Эта специфическая динамика сознания европейцев яснее всего обнаруживается на фоне другого пласта словесности XVI в., того, что был создан жертвами завоевания – индейцами. Все сохранившиеся индейские памятники эпохи конкисты, собранные современным мексиканским историком и антропологом Мигелем Леоном-Портильей в изданиях «Точка зрения побежденных» и «Изнанка Конкисты», свидетельствуют о том, что, в отличие от европейцев, у индейцев, уровень развития которых соответствовал примерно состоянию Древнего Египта, кризис концептуальной системы был безысходным. Непроницаемый мифологизм сознания исключал возможность его прорыва к принципиально новым способам осмысления реальности. Это относится и к философско-мировоззренческим, и к жанровым аспектам. И у ацтеков, и у майя, и у инков-кечуа в жанровом отношении фигурируют все те же образцы мифоэпических песен, хроникальных летописей, плачей, неизменным остается фонд выразительных средств. Но, что самое характерное, сознание индейцев способно воспринять «новое», свершающееся на их глазах, лишь как часть предания, которое фактически не нарушает его. Ведь индейцы мифологизировали не только неизвестные им феномены (конь, железное и огнестрельное оружие, книга…), но и сам факт появления чужеземцев и завоевание их земель. Только этим объясняются такие явления, как, скажем, «ласковые» встречи индейцами европейцев или легкие победы горстки испанцев над многократно превосходившими их силами местного населения в зоне развитых цивилизаций в Мексике, в Центральной Америке и в Перу. Для индейцев появление испанцев означало «развертывание» и реализацию либо эсхатологического мифа о конце света, либо мифа о наступлении новых времен, когда они будут подчинены пришельцам-богам.

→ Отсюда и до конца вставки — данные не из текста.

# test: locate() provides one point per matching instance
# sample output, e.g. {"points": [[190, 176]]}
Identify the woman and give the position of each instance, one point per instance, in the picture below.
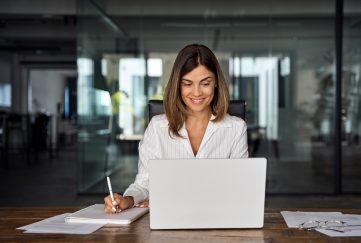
{"points": [[195, 123]]}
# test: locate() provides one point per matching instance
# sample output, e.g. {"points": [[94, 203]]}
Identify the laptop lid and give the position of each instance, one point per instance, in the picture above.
{"points": [[207, 193]]}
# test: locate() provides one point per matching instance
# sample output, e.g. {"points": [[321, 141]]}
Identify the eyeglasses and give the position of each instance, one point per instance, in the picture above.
{"points": [[335, 225]]}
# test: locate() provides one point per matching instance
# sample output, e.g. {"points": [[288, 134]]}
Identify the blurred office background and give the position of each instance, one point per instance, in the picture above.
{"points": [[76, 75]]}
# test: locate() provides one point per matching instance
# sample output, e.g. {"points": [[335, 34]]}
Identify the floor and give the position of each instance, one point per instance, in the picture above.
{"points": [[51, 182]]}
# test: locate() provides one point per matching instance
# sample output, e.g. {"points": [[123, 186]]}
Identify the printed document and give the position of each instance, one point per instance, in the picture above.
{"points": [[58, 225], [95, 214]]}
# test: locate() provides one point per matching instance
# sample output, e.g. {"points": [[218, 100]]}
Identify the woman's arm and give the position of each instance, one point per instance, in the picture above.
{"points": [[148, 149], [240, 145]]}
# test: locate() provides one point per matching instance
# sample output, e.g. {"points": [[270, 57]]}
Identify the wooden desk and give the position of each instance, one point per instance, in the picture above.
{"points": [[275, 230]]}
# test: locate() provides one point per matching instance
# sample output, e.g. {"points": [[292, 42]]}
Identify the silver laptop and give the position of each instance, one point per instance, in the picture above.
{"points": [[207, 193]]}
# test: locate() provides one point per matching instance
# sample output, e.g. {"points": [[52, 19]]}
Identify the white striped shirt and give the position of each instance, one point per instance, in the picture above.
{"points": [[223, 139]]}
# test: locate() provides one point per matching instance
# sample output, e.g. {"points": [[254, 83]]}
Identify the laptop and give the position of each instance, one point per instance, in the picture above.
{"points": [[207, 193]]}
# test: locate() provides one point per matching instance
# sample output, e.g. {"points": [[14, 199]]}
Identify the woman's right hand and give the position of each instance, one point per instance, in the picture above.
{"points": [[120, 203]]}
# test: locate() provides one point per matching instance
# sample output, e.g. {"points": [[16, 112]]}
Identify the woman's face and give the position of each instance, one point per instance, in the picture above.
{"points": [[197, 89]]}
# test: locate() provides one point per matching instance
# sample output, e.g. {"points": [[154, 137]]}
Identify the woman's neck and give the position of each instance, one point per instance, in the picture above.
{"points": [[198, 118]]}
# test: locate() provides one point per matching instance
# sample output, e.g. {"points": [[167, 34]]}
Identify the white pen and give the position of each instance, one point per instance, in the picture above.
{"points": [[111, 193]]}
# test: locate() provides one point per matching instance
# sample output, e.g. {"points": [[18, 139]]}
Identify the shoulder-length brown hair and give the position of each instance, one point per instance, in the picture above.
{"points": [[188, 59]]}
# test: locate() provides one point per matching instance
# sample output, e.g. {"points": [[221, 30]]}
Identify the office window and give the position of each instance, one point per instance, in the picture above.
{"points": [[5, 95]]}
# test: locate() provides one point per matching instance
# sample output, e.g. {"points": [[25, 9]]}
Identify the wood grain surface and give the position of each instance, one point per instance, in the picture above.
{"points": [[274, 230]]}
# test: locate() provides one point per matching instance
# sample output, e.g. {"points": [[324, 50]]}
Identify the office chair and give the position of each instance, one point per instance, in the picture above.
{"points": [[236, 108]]}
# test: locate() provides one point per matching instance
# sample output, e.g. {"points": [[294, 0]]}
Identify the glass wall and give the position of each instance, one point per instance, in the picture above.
{"points": [[351, 97], [278, 56]]}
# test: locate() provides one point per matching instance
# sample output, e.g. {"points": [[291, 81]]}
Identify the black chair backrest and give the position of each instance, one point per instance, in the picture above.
{"points": [[236, 108]]}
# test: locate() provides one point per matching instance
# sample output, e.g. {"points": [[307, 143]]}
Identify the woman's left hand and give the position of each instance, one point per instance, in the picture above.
{"points": [[144, 204]]}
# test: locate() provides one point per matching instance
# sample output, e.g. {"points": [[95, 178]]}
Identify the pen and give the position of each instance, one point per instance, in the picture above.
{"points": [[111, 193]]}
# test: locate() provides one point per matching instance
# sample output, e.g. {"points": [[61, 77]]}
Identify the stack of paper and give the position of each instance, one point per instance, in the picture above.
{"points": [[353, 221], [58, 225], [96, 214], [84, 221]]}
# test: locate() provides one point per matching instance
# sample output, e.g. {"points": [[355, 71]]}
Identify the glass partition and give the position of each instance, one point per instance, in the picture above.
{"points": [[351, 98], [278, 58]]}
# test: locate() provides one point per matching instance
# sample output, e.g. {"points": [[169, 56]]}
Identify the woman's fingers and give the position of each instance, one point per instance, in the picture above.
{"points": [[120, 203], [144, 204], [108, 206]]}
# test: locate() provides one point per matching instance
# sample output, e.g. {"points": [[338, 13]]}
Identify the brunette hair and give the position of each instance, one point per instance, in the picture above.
{"points": [[190, 57]]}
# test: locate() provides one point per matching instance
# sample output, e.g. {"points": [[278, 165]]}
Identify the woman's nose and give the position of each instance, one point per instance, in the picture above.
{"points": [[197, 90]]}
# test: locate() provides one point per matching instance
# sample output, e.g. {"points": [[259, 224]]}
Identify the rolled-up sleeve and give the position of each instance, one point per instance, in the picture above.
{"points": [[148, 148]]}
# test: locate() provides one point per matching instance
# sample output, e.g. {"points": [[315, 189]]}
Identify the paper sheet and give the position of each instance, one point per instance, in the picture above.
{"points": [[58, 225]]}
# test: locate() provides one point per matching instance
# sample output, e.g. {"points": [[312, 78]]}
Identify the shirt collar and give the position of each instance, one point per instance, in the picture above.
{"points": [[226, 122]]}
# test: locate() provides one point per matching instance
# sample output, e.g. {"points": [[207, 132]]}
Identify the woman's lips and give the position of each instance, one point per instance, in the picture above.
{"points": [[197, 101]]}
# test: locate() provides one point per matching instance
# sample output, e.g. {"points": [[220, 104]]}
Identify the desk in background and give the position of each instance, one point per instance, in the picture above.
{"points": [[275, 230]]}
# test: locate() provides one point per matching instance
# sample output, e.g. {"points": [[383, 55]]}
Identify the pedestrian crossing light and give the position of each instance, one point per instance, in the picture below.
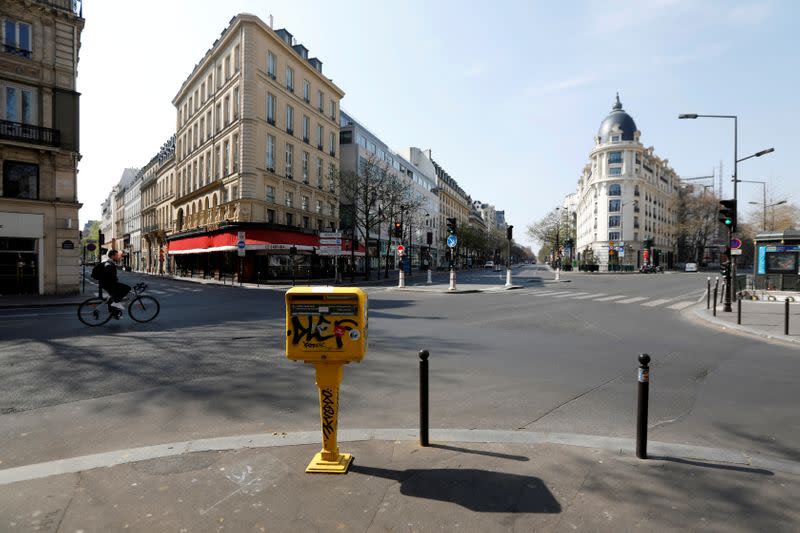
{"points": [[727, 214]]}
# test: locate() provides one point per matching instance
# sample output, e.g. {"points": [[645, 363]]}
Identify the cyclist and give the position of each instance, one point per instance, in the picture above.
{"points": [[109, 282]]}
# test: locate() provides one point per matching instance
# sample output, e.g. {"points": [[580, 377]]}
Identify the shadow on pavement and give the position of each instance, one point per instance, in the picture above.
{"points": [[480, 491], [733, 468]]}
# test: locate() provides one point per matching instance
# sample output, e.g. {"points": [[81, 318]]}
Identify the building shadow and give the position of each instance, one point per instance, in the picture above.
{"points": [[481, 491]]}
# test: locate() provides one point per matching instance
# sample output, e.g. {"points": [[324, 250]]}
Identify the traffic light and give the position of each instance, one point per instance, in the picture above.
{"points": [[727, 214]]}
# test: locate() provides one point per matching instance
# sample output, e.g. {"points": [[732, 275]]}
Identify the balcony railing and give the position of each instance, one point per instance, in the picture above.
{"points": [[13, 50], [16, 131]]}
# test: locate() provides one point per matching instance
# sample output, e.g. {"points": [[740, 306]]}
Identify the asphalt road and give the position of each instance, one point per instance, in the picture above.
{"points": [[545, 357]]}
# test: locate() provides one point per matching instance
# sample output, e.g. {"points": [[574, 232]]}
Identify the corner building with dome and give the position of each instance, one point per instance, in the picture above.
{"points": [[627, 200]]}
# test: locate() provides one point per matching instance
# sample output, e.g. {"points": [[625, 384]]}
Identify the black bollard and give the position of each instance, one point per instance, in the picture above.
{"points": [[641, 410], [715, 302], [739, 309], [786, 318], [423, 398]]}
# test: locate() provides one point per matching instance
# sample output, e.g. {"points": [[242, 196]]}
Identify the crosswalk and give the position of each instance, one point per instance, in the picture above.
{"points": [[676, 303]]}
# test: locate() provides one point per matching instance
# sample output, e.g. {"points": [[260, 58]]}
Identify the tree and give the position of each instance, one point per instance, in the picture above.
{"points": [[697, 223]]}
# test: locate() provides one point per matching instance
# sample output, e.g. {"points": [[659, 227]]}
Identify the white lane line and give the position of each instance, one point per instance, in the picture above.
{"points": [[591, 295], [657, 302], [609, 298], [632, 300], [681, 305]]}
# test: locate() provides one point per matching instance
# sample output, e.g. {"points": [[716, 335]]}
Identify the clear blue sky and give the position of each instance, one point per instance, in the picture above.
{"points": [[507, 94]]}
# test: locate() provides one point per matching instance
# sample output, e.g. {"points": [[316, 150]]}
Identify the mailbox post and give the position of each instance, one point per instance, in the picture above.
{"points": [[327, 327]]}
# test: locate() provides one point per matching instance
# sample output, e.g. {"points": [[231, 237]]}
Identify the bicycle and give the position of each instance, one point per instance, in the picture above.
{"points": [[97, 311]]}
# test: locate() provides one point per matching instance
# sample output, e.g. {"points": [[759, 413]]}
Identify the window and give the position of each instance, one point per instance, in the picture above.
{"points": [[18, 105], [20, 180], [270, 153], [289, 159], [289, 79], [289, 120], [17, 38], [270, 109], [235, 153], [226, 158]]}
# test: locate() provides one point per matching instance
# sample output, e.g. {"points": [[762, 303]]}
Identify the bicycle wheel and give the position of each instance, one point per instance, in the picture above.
{"points": [[144, 308], [94, 312]]}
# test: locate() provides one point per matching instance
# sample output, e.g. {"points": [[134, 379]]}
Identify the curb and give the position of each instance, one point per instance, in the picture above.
{"points": [[699, 313]]}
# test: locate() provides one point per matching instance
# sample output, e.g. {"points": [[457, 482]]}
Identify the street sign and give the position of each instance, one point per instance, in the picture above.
{"points": [[241, 244]]}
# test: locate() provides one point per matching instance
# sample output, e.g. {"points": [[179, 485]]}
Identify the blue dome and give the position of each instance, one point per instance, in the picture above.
{"points": [[618, 121]]}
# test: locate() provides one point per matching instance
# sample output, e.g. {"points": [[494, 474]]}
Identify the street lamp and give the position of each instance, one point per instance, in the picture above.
{"points": [[731, 272]]}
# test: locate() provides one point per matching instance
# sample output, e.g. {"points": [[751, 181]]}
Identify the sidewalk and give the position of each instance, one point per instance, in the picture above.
{"points": [[465, 481], [760, 318]]}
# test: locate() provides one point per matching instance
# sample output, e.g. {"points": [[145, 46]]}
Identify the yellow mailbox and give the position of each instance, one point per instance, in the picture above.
{"points": [[327, 327]]}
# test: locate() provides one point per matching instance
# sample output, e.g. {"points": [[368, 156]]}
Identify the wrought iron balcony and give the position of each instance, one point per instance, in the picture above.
{"points": [[16, 131]]}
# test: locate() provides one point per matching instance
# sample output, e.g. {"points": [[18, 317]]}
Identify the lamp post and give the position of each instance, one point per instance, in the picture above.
{"points": [[731, 272]]}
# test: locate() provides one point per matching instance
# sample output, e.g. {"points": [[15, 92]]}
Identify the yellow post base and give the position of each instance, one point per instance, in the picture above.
{"points": [[320, 466]]}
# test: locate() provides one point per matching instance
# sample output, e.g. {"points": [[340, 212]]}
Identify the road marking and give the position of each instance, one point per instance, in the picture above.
{"points": [[657, 302], [591, 295], [609, 298], [681, 305], [632, 300]]}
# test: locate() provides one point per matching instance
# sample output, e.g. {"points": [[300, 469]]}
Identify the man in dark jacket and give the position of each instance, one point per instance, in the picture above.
{"points": [[116, 290]]}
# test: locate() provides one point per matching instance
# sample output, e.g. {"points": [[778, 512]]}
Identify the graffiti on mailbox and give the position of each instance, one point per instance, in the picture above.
{"points": [[314, 333], [328, 412]]}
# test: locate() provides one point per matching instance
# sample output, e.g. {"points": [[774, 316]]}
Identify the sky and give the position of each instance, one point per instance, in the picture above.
{"points": [[508, 95]]}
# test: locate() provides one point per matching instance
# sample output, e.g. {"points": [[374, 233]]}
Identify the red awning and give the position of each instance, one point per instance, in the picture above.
{"points": [[256, 239]]}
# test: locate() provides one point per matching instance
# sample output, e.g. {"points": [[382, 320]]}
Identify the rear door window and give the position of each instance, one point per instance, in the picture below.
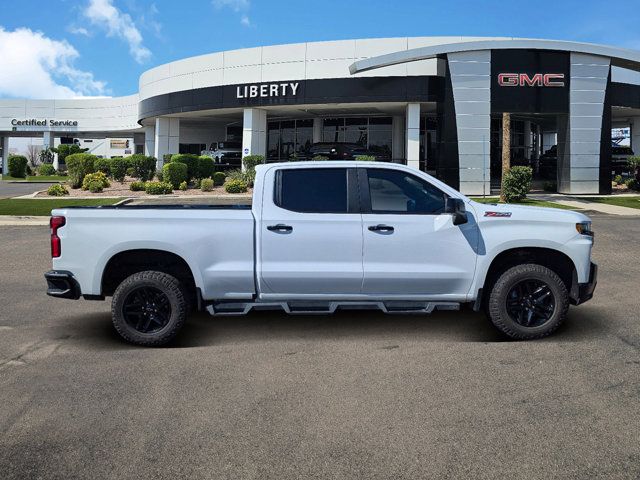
{"points": [[312, 190]]}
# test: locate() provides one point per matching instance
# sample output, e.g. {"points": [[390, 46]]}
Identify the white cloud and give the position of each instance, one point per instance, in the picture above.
{"points": [[35, 66], [103, 14], [235, 5], [238, 6], [78, 30]]}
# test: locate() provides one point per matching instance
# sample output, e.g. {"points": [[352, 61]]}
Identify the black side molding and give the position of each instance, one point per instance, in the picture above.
{"points": [[61, 284]]}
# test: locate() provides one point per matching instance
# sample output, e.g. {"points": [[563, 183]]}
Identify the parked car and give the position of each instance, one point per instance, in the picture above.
{"points": [[225, 153], [548, 164], [321, 236], [341, 151]]}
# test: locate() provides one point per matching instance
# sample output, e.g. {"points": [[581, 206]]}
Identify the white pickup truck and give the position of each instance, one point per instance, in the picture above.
{"points": [[321, 236]]}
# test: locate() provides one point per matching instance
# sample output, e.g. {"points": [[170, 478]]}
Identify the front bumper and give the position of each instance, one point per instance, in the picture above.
{"points": [[61, 284], [585, 290]]}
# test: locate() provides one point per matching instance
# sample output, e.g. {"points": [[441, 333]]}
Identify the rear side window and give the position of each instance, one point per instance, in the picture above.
{"points": [[394, 191], [312, 190]]}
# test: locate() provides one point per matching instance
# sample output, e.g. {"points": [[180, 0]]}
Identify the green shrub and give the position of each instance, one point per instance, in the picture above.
{"points": [[46, 169], [102, 165], [143, 167], [175, 173], [158, 188], [57, 190], [118, 168], [137, 186], [219, 178], [205, 167], [517, 183], [206, 184], [66, 150], [235, 186], [237, 175], [17, 166], [94, 186], [79, 165], [250, 162], [191, 161], [94, 179]]}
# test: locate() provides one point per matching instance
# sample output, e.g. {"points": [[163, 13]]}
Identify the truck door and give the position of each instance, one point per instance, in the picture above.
{"points": [[411, 248], [310, 239]]}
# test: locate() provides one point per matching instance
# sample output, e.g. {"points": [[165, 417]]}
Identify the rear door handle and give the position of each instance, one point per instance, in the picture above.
{"points": [[281, 227], [381, 228]]}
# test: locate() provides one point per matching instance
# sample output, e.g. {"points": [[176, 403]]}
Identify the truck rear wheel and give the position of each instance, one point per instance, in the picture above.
{"points": [[149, 308], [528, 301]]}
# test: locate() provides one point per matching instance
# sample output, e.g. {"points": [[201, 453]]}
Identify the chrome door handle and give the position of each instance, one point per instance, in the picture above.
{"points": [[381, 228], [281, 227]]}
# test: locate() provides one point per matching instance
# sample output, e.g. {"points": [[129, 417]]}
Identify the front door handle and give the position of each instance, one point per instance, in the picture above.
{"points": [[381, 228], [281, 227]]}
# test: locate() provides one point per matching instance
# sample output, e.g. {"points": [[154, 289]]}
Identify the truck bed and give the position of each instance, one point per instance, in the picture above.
{"points": [[216, 239]]}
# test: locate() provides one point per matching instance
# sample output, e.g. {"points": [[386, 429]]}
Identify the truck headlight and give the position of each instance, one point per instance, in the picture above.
{"points": [[584, 228]]}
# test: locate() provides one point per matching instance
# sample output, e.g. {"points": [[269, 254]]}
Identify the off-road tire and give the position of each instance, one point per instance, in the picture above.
{"points": [[166, 284], [497, 305]]}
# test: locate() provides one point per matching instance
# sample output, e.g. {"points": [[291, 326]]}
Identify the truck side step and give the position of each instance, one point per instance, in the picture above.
{"points": [[325, 308]]}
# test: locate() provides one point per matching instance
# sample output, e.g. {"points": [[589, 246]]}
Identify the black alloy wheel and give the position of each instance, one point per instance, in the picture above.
{"points": [[531, 303], [147, 309], [527, 301]]}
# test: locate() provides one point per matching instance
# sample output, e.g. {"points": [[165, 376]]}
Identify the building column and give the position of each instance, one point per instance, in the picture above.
{"points": [[527, 139], [397, 138], [5, 155], [48, 142], [166, 138], [150, 141], [634, 124], [412, 132], [579, 163], [254, 132], [471, 85], [317, 130]]}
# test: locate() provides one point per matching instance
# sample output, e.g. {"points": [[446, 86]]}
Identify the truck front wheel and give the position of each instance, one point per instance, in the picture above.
{"points": [[149, 308], [528, 301]]}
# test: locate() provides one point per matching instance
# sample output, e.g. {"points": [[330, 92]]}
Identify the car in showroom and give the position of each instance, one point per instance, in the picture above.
{"points": [[225, 154], [341, 151]]}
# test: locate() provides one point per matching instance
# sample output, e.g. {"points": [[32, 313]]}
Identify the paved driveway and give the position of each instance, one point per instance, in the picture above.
{"points": [[355, 395], [11, 189]]}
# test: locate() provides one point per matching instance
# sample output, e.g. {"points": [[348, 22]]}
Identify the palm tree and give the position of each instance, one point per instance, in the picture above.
{"points": [[506, 150]]}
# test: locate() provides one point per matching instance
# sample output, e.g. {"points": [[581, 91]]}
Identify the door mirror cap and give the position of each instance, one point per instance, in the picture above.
{"points": [[455, 207]]}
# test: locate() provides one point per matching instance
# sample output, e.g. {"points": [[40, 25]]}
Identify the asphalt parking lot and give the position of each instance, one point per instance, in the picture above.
{"points": [[355, 395]]}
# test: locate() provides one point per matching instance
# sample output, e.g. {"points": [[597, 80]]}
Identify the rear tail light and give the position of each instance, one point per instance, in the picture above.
{"points": [[55, 223]]}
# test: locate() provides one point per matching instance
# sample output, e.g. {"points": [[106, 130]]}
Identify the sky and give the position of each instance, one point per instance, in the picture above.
{"points": [[67, 49]]}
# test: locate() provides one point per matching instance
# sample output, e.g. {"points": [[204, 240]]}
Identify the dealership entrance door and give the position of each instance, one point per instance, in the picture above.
{"points": [[535, 143]]}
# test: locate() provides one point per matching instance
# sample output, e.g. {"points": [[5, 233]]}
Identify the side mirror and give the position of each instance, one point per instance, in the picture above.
{"points": [[455, 207]]}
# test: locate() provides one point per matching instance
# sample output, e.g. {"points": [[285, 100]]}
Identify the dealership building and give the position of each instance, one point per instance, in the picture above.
{"points": [[434, 103]]}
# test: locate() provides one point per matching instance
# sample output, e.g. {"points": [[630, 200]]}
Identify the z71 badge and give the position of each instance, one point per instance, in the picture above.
{"points": [[497, 214]]}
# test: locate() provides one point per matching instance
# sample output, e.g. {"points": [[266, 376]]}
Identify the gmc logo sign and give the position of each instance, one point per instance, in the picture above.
{"points": [[537, 80]]}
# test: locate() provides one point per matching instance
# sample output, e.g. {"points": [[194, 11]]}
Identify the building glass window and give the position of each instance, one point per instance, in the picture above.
{"points": [[380, 135], [288, 138]]}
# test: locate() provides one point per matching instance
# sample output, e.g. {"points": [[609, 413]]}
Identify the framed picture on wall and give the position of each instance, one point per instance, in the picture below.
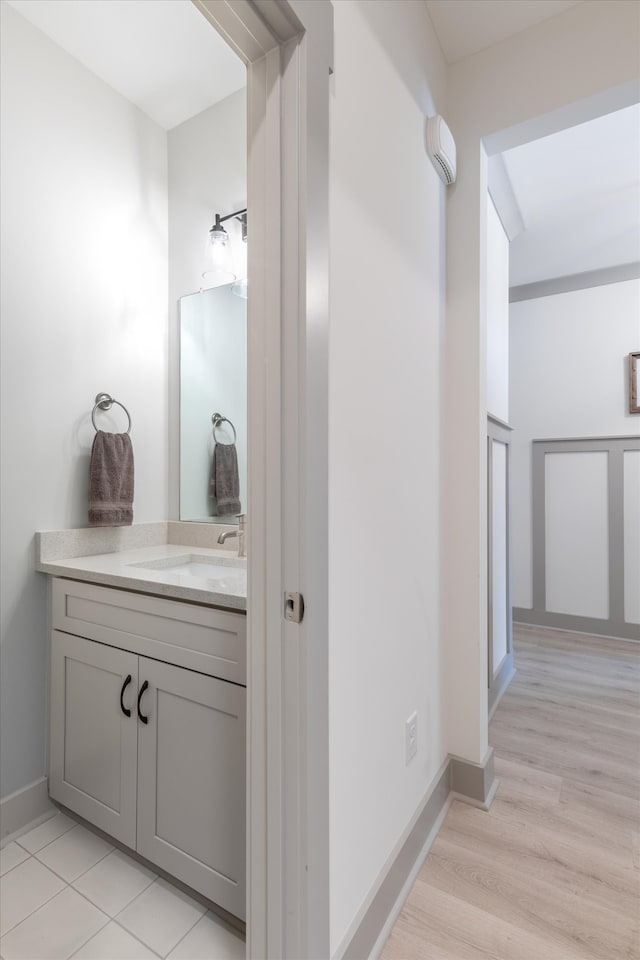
{"points": [[634, 381]]}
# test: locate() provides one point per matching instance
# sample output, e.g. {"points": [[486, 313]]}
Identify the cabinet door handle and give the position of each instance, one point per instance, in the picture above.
{"points": [[142, 689], [126, 712]]}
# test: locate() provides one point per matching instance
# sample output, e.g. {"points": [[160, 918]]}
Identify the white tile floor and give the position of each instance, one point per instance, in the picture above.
{"points": [[65, 892]]}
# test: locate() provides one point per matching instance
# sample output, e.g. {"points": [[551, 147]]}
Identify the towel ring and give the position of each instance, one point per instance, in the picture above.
{"points": [[217, 419], [105, 402]]}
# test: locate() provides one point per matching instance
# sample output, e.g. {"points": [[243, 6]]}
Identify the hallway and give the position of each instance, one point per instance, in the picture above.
{"points": [[553, 869]]}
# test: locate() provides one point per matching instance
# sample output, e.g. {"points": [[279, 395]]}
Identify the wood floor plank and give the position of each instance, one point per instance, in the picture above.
{"points": [[552, 870]]}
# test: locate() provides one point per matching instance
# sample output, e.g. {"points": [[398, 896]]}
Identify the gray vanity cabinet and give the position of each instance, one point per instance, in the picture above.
{"points": [[152, 752], [94, 754]]}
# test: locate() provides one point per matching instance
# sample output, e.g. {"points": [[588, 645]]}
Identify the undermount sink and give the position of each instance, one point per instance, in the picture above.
{"points": [[204, 567]]}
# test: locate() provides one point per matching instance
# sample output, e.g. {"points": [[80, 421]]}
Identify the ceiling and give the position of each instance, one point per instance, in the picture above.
{"points": [[578, 192], [467, 26], [161, 55]]}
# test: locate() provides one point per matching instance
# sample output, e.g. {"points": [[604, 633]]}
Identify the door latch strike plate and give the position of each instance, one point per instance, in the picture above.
{"points": [[293, 607]]}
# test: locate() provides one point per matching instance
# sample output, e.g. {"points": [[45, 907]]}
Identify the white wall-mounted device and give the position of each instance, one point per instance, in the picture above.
{"points": [[441, 148]]}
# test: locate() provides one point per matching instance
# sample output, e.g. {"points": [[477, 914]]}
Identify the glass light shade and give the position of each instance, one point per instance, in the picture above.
{"points": [[218, 268]]}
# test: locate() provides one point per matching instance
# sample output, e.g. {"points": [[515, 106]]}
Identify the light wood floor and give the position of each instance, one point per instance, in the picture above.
{"points": [[552, 871]]}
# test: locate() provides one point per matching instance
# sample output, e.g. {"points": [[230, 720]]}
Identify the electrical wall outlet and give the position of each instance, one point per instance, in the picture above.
{"points": [[411, 737]]}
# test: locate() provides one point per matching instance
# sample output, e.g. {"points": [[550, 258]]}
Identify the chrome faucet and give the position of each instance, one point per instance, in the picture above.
{"points": [[240, 533]]}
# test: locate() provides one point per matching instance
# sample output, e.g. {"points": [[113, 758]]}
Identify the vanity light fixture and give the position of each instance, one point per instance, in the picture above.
{"points": [[219, 265]]}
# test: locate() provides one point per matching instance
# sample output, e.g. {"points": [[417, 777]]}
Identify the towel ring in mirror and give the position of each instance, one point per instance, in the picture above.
{"points": [[217, 420], [105, 402]]}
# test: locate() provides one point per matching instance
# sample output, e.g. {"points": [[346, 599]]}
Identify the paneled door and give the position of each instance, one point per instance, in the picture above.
{"points": [[93, 763], [191, 780]]}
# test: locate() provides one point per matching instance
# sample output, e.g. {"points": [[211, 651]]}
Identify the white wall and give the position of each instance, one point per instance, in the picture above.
{"points": [[207, 175], [570, 353], [497, 316], [84, 287], [498, 98], [387, 315]]}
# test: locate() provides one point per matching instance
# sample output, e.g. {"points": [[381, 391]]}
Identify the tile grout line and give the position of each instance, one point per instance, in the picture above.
{"points": [[70, 882], [176, 945], [48, 900], [68, 830]]}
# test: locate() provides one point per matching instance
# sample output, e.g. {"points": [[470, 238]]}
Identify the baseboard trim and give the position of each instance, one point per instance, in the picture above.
{"points": [[613, 629], [21, 808], [457, 779], [373, 923], [474, 782]]}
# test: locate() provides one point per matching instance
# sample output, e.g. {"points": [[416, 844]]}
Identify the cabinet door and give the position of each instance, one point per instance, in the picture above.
{"points": [[191, 780], [93, 756]]}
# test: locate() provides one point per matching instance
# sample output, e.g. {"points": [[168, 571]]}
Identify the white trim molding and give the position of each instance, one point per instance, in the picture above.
{"points": [[24, 807], [574, 281], [288, 48]]}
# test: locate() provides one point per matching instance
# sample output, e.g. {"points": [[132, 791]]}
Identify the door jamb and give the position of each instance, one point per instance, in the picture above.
{"points": [[287, 47]]}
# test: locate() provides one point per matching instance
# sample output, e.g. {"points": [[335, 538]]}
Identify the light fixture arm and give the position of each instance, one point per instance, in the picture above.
{"points": [[230, 216], [217, 230]]}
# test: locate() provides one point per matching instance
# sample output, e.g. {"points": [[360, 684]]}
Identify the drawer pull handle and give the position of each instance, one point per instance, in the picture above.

Иными словами, в индейской культуре фактически не было никакого «зазора» между былью и преданием, и быль сразу же превращалась в часть мифа, поглощалась им. Такова ситуация на первом этапе встречи индейцев с европейцами. Впоследствии по мере христианизации индейцев и распространения среди них нового знания наблюдался симбиоз религиозных, мифологических традиций с элементарными сведениями о европейской версии мировой истории (как, например, в «Первой новой хронике и Добром правлении», 1615, Гуамана Помы де Айалы) или воспринимались разрабатывавшиеся церковью «компромиссные» версии о провиденциальном развитии истории народов Америки «навстречу» грядущей христианизации («История государства инков» Инки Гарсиласо де ла Веги).
Характерно, что и европейцы, пытаясь свести концы с концами, также обращались к индейским мифам о белых бородатых Боголюдях – так возник специфический американский христианский миф, отождествлявший Кетцалькоатля со св. Фомой, якобы крестившим индейцев. Предпринималось множество различных попыток преодолеть поразительное для европейского сознания противоречие, что в Священном Писании нет никаких упоминаний о Новом Свете. И довольно трудно сказать, что в XVI–XVII вв. перевешивало в создании картины мира и образа Нового Света – рациональное или мифологическое.
В такой ситуации изменилось и содержание ключевого концепта эпохи – «правда», «истина». Ведь «католические короли», пославшие Колумба в «море мрака», требовали совершенно правдивых отчетов, т. е. «были». А в ответ получали информацию, представлявшую собой смесь реального и фантастического. «Истина» оказалась глубоко мифологизированной и на уровне концептуального осмысления новооткрытой земли. Описание Америки зависело от того, как ее видели, – «раем» или «адом».
В словесности XVI в. явно, что характер «правдивости», «истинности», информации, повествования определялся не только и даже не столько точным отражением событийного ряда, фактологии (хотя, разумеется, это первое условие), сколько тем, как они интерпретируются.
Привычное утверждение, что «факты говорят сами за себя», не более чем иллюзия. Факт сам по себе не способен ничего сказать. Между фактом и текстом стоит автор с его мировоззренческой позицией, а это значит, что нет и не может быть абсолютной были документального образа мира. Любой образ мира по отношению к «сырой» действительности так же условен, как и художественный, с той лишь разницей, что в были (или в документе) недопустимо искажение событийного ряда, т. е. использование вымысла как «дополнительного» средства типизации и обобщения. Преображение событийного ряда происходит в ходе его интерпретации, здесь-то и рождается условная «правда» были как документа. Удачен в этом смысле термин, введенный Л. Я. Гинзбург в отношении документально-художественной литературы: «несвобода вымысла».